European public sphere
What, then, should such a European monitor actually measure? This requires further research, but its contours are already visible.
Not the average condition of national media systems, but specifically European vulnerabilities. It should examine the cross-border accessibility of news on European affairs: whether citizens can reach plural and reliable reporting on EU politics beyond their domestic media sphere. It should assess linguistic permeability: whether language barriers are being reduced through translation, subtitling, multilingual publishing, and AI tools, or whether they still confine citizens within national informational silos. It should analyse the discoverability of public-interest journalism on platforms and AI interfaces, where visibility is increasingly shaped by ranking and recommendation systems rather than editorial choice alone. It should evaluate publishers’ dependency on a small number of digital intermediaries for traffic, audience reach, and monetisation, as well as the practical effectiveness of EMFA safeguards across member states. It should explicitly include foreign information manipulation and interference, which is by definition a cross-border and European-level risk. Finally, it should assess whether mobile EU citizens, border communities, and transnational audiences can access a sufficiently plural and intelligible news environment where they actually live.

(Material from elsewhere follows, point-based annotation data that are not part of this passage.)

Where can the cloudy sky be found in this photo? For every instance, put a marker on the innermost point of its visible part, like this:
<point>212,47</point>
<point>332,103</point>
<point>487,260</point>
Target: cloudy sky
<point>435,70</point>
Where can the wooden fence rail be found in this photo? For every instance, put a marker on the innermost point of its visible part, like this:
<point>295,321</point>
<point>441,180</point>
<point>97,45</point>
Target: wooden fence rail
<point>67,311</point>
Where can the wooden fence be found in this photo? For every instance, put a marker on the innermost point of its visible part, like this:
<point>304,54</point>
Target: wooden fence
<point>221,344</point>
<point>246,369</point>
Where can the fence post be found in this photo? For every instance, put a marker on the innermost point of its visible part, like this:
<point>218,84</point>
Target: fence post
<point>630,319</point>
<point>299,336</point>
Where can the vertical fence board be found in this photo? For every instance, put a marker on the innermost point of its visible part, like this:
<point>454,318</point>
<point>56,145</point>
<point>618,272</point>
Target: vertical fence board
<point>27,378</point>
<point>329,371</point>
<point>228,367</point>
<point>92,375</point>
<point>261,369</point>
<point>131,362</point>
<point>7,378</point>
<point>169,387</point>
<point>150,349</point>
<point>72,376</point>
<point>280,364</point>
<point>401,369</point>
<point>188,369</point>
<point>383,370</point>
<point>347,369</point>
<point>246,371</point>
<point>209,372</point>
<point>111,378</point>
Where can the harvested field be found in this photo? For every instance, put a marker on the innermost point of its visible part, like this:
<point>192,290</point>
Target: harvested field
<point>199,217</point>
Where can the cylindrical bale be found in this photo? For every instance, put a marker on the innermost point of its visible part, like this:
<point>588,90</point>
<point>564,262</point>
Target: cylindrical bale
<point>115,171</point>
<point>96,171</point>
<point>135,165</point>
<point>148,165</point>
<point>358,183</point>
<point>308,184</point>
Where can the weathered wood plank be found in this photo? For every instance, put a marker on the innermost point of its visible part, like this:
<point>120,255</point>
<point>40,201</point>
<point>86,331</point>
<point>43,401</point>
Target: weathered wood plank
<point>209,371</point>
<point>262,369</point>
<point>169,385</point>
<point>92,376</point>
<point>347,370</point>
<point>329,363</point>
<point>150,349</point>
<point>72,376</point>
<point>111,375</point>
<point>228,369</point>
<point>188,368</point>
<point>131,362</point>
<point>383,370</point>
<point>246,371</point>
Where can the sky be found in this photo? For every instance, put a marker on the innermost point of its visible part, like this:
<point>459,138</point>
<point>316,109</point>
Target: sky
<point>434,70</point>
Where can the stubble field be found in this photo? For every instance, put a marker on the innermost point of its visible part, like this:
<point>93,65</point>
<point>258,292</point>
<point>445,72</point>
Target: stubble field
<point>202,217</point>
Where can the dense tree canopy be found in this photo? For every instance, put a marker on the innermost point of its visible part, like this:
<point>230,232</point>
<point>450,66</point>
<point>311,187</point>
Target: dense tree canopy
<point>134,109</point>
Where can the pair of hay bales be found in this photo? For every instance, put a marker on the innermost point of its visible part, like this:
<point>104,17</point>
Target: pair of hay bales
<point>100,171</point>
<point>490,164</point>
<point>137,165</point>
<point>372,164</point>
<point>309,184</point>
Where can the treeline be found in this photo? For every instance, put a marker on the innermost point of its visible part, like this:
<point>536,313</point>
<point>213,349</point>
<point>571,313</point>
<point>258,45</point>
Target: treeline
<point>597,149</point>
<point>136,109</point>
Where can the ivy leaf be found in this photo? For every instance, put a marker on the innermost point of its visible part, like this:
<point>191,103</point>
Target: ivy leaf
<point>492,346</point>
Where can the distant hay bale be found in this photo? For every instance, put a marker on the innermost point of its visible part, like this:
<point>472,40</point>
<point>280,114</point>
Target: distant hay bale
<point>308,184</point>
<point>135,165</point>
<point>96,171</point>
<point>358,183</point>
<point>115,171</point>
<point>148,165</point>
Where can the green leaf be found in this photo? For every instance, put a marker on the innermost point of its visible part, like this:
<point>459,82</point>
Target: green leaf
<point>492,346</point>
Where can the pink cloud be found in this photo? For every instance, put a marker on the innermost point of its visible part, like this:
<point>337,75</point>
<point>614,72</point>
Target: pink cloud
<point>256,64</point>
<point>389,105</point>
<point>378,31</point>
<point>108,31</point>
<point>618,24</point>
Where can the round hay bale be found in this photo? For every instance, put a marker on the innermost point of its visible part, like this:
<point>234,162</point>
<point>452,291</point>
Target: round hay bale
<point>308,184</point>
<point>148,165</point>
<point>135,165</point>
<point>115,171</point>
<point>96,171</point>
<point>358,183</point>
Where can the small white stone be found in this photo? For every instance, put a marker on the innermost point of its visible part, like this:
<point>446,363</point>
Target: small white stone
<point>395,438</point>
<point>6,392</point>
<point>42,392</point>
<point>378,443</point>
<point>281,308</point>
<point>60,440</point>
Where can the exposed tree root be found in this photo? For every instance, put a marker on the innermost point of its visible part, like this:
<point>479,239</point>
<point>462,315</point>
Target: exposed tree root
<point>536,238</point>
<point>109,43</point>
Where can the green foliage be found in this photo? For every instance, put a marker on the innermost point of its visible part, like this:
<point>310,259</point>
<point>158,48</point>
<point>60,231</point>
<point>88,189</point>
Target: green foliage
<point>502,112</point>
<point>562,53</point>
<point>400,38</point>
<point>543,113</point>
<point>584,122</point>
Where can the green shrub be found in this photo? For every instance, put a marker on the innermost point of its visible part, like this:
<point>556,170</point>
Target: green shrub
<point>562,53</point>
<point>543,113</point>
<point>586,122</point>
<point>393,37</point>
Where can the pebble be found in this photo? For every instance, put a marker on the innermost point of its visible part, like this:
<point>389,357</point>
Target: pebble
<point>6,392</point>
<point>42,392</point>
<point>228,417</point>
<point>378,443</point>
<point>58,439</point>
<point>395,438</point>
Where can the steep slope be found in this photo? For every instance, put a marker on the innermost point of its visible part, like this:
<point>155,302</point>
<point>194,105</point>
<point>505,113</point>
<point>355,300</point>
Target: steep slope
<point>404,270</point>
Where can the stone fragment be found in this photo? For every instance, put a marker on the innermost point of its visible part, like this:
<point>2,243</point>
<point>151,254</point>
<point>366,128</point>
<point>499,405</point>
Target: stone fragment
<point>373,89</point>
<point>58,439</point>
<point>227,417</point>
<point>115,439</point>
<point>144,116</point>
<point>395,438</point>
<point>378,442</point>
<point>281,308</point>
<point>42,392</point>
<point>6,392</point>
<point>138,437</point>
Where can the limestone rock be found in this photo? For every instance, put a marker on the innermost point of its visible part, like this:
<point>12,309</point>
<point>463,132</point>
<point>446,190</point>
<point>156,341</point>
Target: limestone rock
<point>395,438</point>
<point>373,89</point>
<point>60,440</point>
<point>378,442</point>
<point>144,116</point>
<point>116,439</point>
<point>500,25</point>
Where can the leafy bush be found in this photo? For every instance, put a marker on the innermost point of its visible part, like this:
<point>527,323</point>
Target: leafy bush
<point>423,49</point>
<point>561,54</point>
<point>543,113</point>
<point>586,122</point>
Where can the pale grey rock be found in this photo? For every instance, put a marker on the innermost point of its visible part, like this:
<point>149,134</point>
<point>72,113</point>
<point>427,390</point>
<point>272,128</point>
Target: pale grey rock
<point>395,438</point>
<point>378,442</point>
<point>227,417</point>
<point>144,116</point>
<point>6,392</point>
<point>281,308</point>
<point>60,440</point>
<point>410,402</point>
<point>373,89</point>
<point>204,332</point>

None of this implies the emergence of a single European media system replacing national ones. Europe remains linguistically diverse, politically uneven, and institutionally layered. But that is precisely why this new layer of analysis is needed. If the European information space is fragmented, asymmetrical, and only partially integrated, those features should themselves become objects of measurement. The aim is not to assume a European public sphere into existence. It is to assess how far the conditions for one are present, evolving, or deteriorating.